CONCERNS ABOUT MINERALS
IN YOUR DRINKING WATER
The issue of minerals in water is complex. The scientific principle of osmosis is that water will move from an area of lower (solute) concentration to an area of higher (solute) concentration. In other words, water that is void of minerals is more hydrating because it will more readily cross the cell membranes in your body.
You may have heard that distilled water and water produced by reverse osmosis are ‘dead,’ due to the intensity of the processing and the lack of minerals. However, measuring the energy of reverse osmosis water disputes this argument. The notion of ‘dead’ water is a misnomer that you should disregard. This is one of those silly internet rumors that has no basis in fact.

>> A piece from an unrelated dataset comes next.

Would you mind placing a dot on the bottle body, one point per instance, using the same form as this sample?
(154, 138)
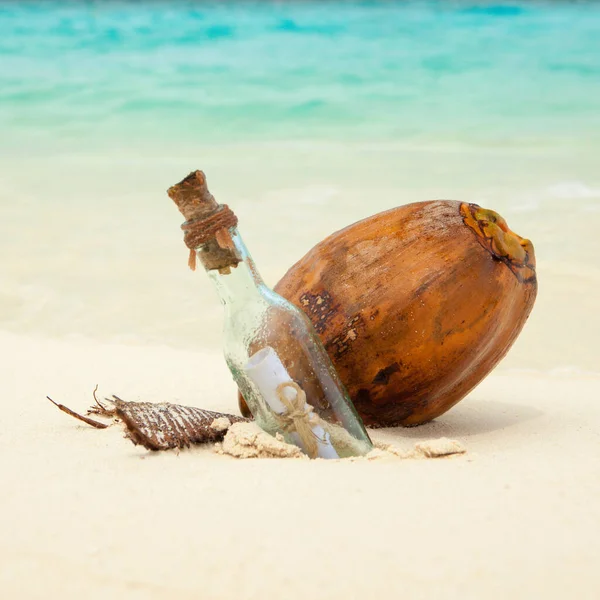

Water has been demonstrated to have a healthy condition, and it may be true that water’s physical condition, specifically the angle of the bonds between water molecules, is affected by transport in pipes and by filtration. Another objection to drinking either distilled or RO water is that both will be acidic. This is easily countered with the addition of a filter to raise pH. Numerous water treatment salespeople claim to ‘remineralize’ RO water but tests show a rise in pH only and no significant increase in mineral content from any of these filters.
Some wellness professionals advise drinking spring water. Spring water has minerals and is thought to be naturally vibrant – if it has not been conveyed in a pipe. Mineral content has been show to be beneficial by a number of independent studies funded by the World Health Organization. These studies indicate that people who drink water containing minerals suffer lower rates of heart disease than people who drink water lacking minerals.
Spring waters can vary widely in water quality and mineral content. Mineral content is measured as total dissolved solids (tds). EPA suggests an upper limit for tds of 500 ppm for drinking water. This is because water with a high mineral content is not hydrating.
What does this mean for you? It means that lower tds water is more hydrating, and that minerals in water are a benefit. Minerals should be present in relatively low amounts, however, far less than EPA’s limit of 500 ppm. I like to drink water with a tds between 30 and 200.
Other considerations are just as important as minerals. For instance the presence of contaminants in your water may have serious health effects. When looking at your water report there is a section which identifies your specific water source. If your water source is a river, and there are cities upstream of your location, then your water will contain a dangerous mix of contaminants.
Recent studies show that the water provided to 43 million Americans contains pharmaceuticals such as hormones, pain killers, and other drugs.6 Even trace amounts of these chemicals can have serious health effects. The only treatment proven effective at removal of these contaminants is reverse osmosis. Therefore a review of the water source and contaminants in your water quality report will lead you to determine which type of water filtration system will be effective in removing the contaminants present in your water. In many cases these factors will far outweigh the benefit of mineral content.